Wow, did Walter know bees. He knew how they lived and died, how they behaved, how both the social and physical realities of their colony worked. And I came to find through listening to his stories that he also delighted in knowing his bees. When I took more than a casual interest in his accounts of queens he had known, in fact, had known well enough to recognize and name, he took a risk and shared with me a poem he had written when one of his colonies had died mysteriously and abruptly.  When he set the paper in my hands, he said, “Here it is. Some people might think I’m crazy.”

So, along with my tribute to my new old friend Walter, I share his tribute to his lost colony, a poem he named, “Bee Requiem.”

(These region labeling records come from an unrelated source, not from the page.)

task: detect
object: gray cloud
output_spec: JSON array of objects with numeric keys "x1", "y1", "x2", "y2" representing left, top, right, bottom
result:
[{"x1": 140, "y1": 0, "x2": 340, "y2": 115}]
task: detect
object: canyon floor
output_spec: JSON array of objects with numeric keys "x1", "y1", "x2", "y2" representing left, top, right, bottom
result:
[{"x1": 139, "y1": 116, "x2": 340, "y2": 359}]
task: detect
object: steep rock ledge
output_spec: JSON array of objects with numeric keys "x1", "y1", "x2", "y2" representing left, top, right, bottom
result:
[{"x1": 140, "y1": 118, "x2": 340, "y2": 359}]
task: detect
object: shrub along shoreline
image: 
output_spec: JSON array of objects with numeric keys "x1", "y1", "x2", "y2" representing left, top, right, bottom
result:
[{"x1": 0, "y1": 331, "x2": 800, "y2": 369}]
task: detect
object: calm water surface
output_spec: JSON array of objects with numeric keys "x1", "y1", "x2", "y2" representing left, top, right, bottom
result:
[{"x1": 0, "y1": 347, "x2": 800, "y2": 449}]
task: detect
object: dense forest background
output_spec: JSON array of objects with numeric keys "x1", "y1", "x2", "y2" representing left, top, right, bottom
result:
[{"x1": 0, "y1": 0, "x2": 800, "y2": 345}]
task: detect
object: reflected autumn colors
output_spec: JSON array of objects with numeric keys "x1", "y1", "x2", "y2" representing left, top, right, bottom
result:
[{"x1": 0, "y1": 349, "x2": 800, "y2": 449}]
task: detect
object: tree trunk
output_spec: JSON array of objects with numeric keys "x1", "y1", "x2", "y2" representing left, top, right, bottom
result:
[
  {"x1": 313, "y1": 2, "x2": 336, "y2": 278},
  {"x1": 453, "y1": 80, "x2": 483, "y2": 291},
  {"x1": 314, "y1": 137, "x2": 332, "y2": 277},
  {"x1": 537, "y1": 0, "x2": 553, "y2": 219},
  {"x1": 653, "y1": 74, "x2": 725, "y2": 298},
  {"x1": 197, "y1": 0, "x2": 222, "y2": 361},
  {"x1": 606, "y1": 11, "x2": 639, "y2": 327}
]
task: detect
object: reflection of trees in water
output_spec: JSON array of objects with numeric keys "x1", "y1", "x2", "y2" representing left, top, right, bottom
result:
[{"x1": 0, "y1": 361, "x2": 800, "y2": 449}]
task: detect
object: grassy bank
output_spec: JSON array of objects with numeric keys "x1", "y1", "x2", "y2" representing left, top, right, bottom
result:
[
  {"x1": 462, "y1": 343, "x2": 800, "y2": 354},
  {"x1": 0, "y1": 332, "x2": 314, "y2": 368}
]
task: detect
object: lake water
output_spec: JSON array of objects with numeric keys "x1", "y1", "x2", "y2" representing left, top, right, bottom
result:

In painful sorrow, sad and mourning I see the ravages of death
Unnumbered little bodies, now just shells awaiting their return to a new cycle
In mother earth’s deep wonder wells

Maya, Mahrah and the others who circled in exploring paths
And walked on cheeks and head and ears, and sometimes down my neck
Into my bosom to feel the warmth and listen to my heart

As one brave creature entered my ear to see what’s in there
I, deeply touched, produced a tear, only to have another see fit to drink it,
Thereby translating me to yonder wonderland so dear

And so, the present seemed to vanish, relieving me from troubled thoughts and fears
Oh, blessed beings, how I miss you and wish you would be here to drink my tears

But, praise the Lord, the souls of all creation remain existing in His heart
And when my time has come I will again be with you
In perfect love and recognition, never ever to depart

                                                ~~ WEB, August 2008, Colony #4

I was stunned as I finished reading. It wasn’t so much about new insights I’d gained into bees and beekeeping, something about which as a naturalist I had known embarrassingly little. It wasn’t the quality of the poetry, of which I certainly could never be judge anyway. It wasn’t about some flashy spiritual sound byte that might look good on a cheesy nature calendar. And it wasn’t that I found Walter crazy, far from it. What stunned me was the depth of Walter’s simple love. In his beautiful tribute, I saw a man who deeply loved life, who achingly loved the natural world, even intimately loved creatures that had once caused me an anaphylactic reaction. And I also saw the answer to Walter’s doubt, in words he himself had written years before, words that contained all the seeds of assurance he might ever one day need. I came to tears through the reading. As did he, by the way.

So there are my two tributes, one to Walter, one to his bees.

Walter, I’ll miss you. Thanks for inspiring me with your love of God’s creation. And do you know what I’d like very much? Perhaps one day, in perfect love and recognition, we can meet again for coffee in yonder wonderland over bee-themed napkins.